The complaint, filed by the Fraternal Order of Police on behalf of Officer Katelin Ehrhardt, references an alleged incident on October 11, 2019. In the complaint, Ehrhardt writes she was responding to a call about a fight at an East Nashville Mexican Restaurant, and while responding, Community Oversight Board member Brenda Ross grabbed her shoulder.
"While speaking to medical personnel, an elderly woman (who later identified as Brenda Ross from the Community Oversight Board), came up behind me and grabbed my shoulder," Ehrhardt wrote, adding that the contact from a stranger while responding to a scene made her uneasy.

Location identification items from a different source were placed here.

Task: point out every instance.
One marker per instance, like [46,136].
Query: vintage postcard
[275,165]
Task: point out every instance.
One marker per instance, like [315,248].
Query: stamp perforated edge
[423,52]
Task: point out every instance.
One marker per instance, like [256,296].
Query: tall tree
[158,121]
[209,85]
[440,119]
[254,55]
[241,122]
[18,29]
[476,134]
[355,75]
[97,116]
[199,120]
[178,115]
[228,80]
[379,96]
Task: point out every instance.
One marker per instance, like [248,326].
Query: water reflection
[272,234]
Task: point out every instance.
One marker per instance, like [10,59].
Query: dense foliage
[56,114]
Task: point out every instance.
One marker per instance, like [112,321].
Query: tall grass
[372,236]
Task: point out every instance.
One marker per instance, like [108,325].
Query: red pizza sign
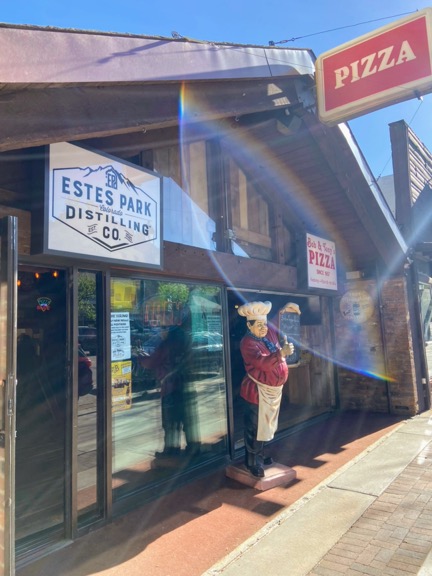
[389,65]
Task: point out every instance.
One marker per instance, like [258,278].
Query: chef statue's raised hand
[266,369]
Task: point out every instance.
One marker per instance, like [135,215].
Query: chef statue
[264,360]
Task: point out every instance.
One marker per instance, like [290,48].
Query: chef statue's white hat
[255,310]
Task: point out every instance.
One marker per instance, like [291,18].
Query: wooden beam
[35,117]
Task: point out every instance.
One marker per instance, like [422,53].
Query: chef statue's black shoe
[256,470]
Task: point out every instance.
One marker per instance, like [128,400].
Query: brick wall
[374,351]
[399,345]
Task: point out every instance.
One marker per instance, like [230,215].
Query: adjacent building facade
[149,187]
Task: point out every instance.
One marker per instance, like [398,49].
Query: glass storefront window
[168,381]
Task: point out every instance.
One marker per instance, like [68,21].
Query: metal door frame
[8,364]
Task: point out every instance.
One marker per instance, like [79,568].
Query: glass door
[41,415]
[90,445]
[8,308]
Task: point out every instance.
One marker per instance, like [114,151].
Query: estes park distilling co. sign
[101,207]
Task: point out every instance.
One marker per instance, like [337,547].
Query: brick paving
[394,535]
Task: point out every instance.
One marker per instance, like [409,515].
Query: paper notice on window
[120,336]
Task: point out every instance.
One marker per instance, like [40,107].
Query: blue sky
[317,24]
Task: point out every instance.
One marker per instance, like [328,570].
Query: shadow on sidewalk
[209,517]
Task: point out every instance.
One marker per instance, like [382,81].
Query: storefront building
[149,187]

In the complaint, Ehrhardt continues to say that Ross asked several questions about the investigation while police were at the scene and told a sergeant that she did not like Ehrhardt's demeanor.
On Thursday, the Metro Board of Ethical Conduct dismissed the complaint.
Ross, who was out of town Friday due a death in the family, told NewsChannel 5 she had no comment on the incident, but added that the complaint "should have never been filed."
"We were disappointed to learn that the complaint had been dismissed," Fraternal Order of Police President James Smallwood said in a phone interview. "We were absolutely shocked and astonished that something like this would happen, this is completely outside the scope of the Community Oversight Board's authority."
The complaint is the latest snag in an already frayed relationship between Metro Nashville Police and the Community Oversight Board. In recent months, the two have clashed over access to records .
Now, both the FOP and C.O.B. say they are hoping groups can move past the complaint to find a way to work together.